Were the Giants at the Perth Festival a gigantic waste of money?
Yes. No. Not really. Perhaps? I don’t know.
The Perth Festival and Fringe World are now over for another year. Perhaps the highlight, or the lowlight, well the brightest light was definitely reserved for the Giants. Who that stumbled through Perth’s streets on February 13, 14 & 15 at a cost of $5.4 million, and with several accompanying road closures.
So was it worth the money? Well anyone could do far more good with $5.4 million. Education, health, foreign aid, etc. Then again, the federal government is spending $12.4 billion on a whole bunch of jets, proving that there are also far worse ways to waste Aussie dollars.
I mean imagine the size of the puppets you could buy with $12.4 billion? That’d be truly memorable, and I reckon they’d do plenty to scare off any invaders.
The arts in Australia are chronically and increasingly underfunded, so I’m extremely hesitant to be critical of anything that money is spent on, for fear it’ll stop going anywhere. However, isn’t art supposed to stimulate healthy debate? So the fact that I’m stopping to contemplate this art is a good thing, right? So why do I feel like I’m the only one?
Now to the Giants themselves.
Why the hell did they speak French?
Maybe they didn’t speak French, maybe just the voiceover director guy did. Regardless, very few people in Perth speak French. With $5.4 million spent to get them here, surely someone could’ve shouted for a translator? Even a ‘giant’ marionette translator would’ve been pretty cool.
Then there was the storyline. All the papers and everyone else went on about how interesting and compelling it was. Rubbish. They were big puppets, and the only reason for a storyline was to justify the road closures. If anybody was that worried about sticking to a particular narrative, it would’ve made sense, and wouldn’t have been delivered in French.
To me, the whole thing smacks of the Emperor’s new clothes. Everyone was repeatedly told how monumental, unforgettable and amazing it’d be. So everyone who went said that the whole thing was monumental, unforgettable and amazing. With sunburn.
People were told it shouldn’t be missed. As a result, very few missed it.
Parents were told that this event would be remembered for years to come, and was the sort of thing that provides lasting memories of every child who attends.
So every parent felt compelled to take their children to see the Giants. Since, well what sort of parent denies their children something that’s both unforgettable and free? The implication is that it’s a bad parent, that’s who.
All of which leaves very little room for criticism.
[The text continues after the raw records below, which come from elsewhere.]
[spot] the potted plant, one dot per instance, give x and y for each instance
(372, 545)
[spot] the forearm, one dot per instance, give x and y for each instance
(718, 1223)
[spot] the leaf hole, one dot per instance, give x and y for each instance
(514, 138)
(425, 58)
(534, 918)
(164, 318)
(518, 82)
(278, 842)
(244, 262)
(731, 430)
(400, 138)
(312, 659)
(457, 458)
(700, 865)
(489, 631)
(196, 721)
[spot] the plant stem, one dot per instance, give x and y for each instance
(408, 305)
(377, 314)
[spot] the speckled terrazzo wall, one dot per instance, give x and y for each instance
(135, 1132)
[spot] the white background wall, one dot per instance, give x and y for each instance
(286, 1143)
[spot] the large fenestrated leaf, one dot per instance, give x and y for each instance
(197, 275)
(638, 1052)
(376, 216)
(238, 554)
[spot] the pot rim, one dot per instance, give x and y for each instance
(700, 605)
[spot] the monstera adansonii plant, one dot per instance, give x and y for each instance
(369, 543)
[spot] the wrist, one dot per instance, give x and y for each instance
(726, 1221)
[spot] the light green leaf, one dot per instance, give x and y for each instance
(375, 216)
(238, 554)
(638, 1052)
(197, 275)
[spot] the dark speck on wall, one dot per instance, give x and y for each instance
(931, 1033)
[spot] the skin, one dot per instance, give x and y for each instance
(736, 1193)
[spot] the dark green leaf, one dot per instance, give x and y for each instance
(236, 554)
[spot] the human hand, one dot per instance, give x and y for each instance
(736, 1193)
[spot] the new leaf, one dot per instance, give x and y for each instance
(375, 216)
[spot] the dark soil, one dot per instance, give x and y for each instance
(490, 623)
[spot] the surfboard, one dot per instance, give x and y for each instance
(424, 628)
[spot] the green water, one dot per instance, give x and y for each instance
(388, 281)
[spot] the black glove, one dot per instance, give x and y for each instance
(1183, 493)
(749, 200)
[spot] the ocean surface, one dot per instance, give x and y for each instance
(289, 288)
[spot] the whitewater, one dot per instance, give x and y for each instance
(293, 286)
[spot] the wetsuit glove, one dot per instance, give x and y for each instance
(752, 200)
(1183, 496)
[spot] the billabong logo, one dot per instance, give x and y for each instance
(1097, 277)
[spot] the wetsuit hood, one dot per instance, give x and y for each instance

I went along. Twice. It’d be rude of me to write this if I didn’t.
It was pretty cool, for about five minutes. Honestly, I thought they’d be bigger. I think my toes were crushed by no less than thirty attack-prams. If you’re too young to walk, maybe you’re too young for the Giants?
Then for all the thought and creativity jammed into every event of Fringe World and the Perth Festival, what gets the biggest attendance? The big free thing.
Things that explode also often draw a crowd, reminding us that perhaps, for all our posturing, humans really are incredibly simple creatures. Who like big free exploding stuff more than anything.
Well the people of Western Australia still paid for the Giants, but through their taxes. So by turning up, maybe they were just getting their money’s worth?
It’s estimated that hundreds of thousands turned out to see the Giants. Which is fantastic, but I can’t help wondering how much better the world would be if the same crowds turned out to march for action on climate change, asylum seekers, or to protest against war.
Maybe that’s what the climate change movement really needs. Forget about the facts, stats and celebrity spokespeople. If they really want people to give a stuff about the planet, what’s needed are some massive French puppets.
With an event like the Giants, I suppose what matters most to me is the legacy it leaves.
If people who went along feel like they’ve ticked off the Perth Festival and Fringe World by attending this event, then don’t attend anything else for years to come, well that’s terrible and the whole thing was a waste of money.
However, if even a small proportion of those who went along develop a new taste for the arts, and this raised level of awareness creates a new audience, well that’s undoubtedly a tremendous plus.
Like everything, the truth is probably somewhere in the middle, and still nobody’s talking about climate change.
Oh and I do realise that the Giants had nothing to do with Fringe World, and were a Perth Festival event. The reason I mention both is that these events overlapped in so many areas, they both exist in the wider sphere of the arts, and people drawn to the city for the Giants likely noticed that both festivals were happening, if they indeed noticed anything apart from the road closures, puppets and killer prams.
Lastly, whether or not the Giants were the rampaging, runaway success that the wider media repeatedly told us they were, I believe that anytime art is thrust onto the front page, and into the front of the community’s collective consciousness, well that’s a wonderful thing.
Unfortunately, what seems to have been forgotten is that art never stands alone. It exists for so many reasons and one of the main ones is to cultivate healthy debate, and with the Giants, I feel that’s something their modest wooden frames, countless strings and flying puppeteers have completely overshadowed.